If Reilly is ready before the playoffs, the Maple Leafs might be able to add, but it won’t be easy or pain free. Any trade will include subtracting an active and potentially significant piece from the roster. That then opens the door to two important questions: ‘Is what they just did enough?’ and ‘What might Dubas have to move to get the piece he really needs, should it not be?’

Kasperi Kapanen Toronto Maple Leafs
Kasperi Kapanen, Toronto Maple Leafs (Jess Starr/The Hockey Writers)

But, what if Rielly won’t be back in the regular season?

As Frank Seravailli reports, if Rielly, Ceci and Ilya Mikheyev are all out until the playoffs, the Leafs would be able to absorb a full $9 million salary cap hit before the Feb. 24 trade deadline without having to move out any other salary.
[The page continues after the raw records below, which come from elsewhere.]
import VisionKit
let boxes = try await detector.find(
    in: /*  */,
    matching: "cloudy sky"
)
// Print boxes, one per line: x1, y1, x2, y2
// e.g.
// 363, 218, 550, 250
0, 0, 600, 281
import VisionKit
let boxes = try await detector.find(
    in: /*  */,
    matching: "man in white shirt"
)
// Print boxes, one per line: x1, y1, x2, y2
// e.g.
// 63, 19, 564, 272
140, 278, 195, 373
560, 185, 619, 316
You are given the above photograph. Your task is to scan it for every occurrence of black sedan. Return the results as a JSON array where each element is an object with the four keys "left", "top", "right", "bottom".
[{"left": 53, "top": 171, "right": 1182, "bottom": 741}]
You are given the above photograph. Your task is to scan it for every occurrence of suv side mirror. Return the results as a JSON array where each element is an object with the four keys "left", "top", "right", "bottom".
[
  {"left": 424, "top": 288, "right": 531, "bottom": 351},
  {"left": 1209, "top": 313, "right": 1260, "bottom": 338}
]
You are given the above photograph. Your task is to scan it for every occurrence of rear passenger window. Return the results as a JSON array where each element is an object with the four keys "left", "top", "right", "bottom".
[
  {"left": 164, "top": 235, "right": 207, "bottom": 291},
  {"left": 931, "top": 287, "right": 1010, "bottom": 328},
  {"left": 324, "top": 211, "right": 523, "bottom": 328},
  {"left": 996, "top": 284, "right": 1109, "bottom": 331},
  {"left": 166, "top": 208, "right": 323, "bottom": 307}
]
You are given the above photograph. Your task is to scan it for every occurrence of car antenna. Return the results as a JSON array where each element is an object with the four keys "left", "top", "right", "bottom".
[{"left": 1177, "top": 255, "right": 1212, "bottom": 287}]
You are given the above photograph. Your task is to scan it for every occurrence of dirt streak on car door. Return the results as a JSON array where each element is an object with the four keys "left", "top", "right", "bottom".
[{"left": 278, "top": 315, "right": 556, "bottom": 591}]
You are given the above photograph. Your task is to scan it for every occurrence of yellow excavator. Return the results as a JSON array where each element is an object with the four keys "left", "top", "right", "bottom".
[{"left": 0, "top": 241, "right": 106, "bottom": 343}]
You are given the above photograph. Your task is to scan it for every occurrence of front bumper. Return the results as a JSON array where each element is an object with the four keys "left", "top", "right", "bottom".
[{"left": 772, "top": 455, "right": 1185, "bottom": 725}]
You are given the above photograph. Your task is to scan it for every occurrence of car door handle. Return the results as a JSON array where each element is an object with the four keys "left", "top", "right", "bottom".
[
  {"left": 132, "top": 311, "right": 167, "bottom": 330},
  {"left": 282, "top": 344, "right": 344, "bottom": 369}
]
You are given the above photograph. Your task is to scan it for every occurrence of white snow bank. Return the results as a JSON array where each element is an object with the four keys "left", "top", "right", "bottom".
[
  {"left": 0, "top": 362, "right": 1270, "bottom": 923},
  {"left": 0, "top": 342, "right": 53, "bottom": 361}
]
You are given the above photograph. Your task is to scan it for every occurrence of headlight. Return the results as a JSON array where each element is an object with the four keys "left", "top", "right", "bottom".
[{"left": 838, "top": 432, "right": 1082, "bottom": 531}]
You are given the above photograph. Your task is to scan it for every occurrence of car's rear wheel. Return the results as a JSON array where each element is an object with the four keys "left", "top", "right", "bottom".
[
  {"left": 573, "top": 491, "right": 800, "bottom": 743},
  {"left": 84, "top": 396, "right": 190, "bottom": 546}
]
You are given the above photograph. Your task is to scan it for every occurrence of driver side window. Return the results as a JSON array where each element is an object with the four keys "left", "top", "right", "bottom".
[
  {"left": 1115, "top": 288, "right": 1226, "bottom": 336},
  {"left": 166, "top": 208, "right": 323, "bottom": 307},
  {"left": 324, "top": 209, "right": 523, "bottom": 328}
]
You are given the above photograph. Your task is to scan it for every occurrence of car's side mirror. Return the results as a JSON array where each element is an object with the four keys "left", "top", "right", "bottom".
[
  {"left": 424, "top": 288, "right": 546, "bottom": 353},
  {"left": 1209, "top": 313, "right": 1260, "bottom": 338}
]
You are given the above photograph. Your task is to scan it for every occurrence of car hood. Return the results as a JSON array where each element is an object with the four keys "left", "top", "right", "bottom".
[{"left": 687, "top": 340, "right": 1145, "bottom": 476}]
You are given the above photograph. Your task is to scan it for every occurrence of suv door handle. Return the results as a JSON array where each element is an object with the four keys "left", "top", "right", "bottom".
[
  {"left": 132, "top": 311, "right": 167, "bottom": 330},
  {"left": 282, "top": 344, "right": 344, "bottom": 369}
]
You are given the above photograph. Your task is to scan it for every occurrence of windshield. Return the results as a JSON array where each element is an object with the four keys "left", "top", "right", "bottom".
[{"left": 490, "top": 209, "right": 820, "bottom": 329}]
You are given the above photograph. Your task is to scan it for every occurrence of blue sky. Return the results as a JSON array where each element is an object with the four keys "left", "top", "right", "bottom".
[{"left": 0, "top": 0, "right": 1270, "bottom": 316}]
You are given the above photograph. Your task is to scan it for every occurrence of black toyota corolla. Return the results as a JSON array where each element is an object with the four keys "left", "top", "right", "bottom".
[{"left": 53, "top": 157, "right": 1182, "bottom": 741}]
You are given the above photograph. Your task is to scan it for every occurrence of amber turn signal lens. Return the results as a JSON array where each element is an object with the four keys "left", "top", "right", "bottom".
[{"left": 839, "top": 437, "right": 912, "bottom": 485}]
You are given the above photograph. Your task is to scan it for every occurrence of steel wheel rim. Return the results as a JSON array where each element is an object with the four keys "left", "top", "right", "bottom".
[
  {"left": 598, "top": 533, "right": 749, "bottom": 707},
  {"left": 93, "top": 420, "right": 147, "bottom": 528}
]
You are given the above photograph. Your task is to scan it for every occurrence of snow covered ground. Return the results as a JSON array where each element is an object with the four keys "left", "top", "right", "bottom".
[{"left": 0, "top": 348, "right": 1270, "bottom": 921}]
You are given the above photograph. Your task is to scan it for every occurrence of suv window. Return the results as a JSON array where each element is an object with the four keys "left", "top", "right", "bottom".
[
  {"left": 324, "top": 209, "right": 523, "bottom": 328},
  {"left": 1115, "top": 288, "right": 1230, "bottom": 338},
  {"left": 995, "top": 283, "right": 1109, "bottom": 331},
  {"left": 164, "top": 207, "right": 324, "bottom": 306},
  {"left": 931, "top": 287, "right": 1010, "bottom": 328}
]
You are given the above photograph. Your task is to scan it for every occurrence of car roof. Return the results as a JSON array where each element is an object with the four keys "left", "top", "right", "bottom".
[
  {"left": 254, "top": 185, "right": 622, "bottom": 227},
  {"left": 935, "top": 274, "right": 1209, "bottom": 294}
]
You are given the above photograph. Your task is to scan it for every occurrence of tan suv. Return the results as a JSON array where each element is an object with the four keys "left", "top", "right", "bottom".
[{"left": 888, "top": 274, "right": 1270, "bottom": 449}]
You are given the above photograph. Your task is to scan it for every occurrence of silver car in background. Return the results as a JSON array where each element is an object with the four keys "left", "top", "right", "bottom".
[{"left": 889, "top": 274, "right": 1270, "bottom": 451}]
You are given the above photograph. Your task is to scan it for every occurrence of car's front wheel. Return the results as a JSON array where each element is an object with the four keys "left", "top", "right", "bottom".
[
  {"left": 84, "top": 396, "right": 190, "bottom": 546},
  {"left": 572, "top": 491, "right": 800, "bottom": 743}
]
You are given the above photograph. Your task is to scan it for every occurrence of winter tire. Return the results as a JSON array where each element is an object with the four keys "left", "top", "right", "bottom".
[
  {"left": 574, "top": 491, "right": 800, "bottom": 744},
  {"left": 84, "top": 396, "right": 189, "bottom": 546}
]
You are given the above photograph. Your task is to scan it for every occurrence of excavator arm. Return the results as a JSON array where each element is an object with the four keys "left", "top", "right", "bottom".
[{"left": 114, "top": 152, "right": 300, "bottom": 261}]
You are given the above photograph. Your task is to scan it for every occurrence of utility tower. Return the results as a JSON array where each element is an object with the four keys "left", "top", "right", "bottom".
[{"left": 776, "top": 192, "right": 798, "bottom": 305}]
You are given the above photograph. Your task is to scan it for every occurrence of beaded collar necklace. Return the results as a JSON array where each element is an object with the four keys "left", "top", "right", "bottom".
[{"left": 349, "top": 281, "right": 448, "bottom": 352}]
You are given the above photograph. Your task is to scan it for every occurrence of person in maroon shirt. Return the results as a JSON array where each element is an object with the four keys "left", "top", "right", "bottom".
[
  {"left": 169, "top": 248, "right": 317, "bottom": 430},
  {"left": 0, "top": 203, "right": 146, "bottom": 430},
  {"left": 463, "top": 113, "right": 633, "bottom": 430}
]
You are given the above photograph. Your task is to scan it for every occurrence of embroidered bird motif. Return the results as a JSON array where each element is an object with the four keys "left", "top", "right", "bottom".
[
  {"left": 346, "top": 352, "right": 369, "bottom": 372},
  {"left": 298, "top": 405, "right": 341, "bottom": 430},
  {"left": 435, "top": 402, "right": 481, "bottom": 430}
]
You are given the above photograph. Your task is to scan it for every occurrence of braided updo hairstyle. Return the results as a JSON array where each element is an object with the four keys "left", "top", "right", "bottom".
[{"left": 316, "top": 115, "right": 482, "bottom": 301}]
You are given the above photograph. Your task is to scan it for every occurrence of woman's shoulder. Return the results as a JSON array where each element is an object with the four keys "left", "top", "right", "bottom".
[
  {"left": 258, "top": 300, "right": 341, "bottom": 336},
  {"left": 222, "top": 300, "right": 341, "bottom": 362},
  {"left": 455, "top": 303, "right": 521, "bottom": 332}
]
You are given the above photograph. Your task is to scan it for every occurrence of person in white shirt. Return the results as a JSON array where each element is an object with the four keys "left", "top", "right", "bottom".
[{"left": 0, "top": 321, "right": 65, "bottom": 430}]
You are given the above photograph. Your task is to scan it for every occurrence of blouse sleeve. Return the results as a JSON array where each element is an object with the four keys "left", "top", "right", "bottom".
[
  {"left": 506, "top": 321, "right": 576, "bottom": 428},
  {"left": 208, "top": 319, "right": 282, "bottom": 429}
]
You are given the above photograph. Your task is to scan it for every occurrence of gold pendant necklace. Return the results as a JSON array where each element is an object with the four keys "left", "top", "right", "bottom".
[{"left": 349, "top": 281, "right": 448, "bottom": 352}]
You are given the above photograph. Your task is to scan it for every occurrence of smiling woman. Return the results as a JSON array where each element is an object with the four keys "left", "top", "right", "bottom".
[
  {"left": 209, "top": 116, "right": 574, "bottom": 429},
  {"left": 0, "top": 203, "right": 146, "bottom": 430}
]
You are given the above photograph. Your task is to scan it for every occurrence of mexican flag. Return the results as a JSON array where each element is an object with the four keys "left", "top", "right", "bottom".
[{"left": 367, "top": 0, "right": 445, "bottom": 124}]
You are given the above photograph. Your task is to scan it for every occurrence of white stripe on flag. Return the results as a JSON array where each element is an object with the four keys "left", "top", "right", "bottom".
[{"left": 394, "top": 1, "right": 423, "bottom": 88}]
All three could then return after the regular season comes to a close and the Maple Leafs wouldn’t be hit with any salary cap implications because there is no salary cap in the playoffs.

So, here’s what this means: What fans saw on Wednesday might be it for trades Dubas makes in the regular season. That is, unless, Rielly is known to be out for the rest of the season. If so, Dubas should have his hooks into a defenseman already and has likely been working on that type of deal for a while. From there, spend the money and hope Rielly is good to go by the playoffs.

Missing Rielly for the rest of the season isn’t ideal because he’s a big part of the Maple Leafs getting into the postseason. But, if they get in and he returns after the season ends, Dubas may have stumbled upon a giant loophole that is of tremendous value to the team. It’s a loophole that could turn the Maple Leafs into a team with too few defenseman into a team with too many.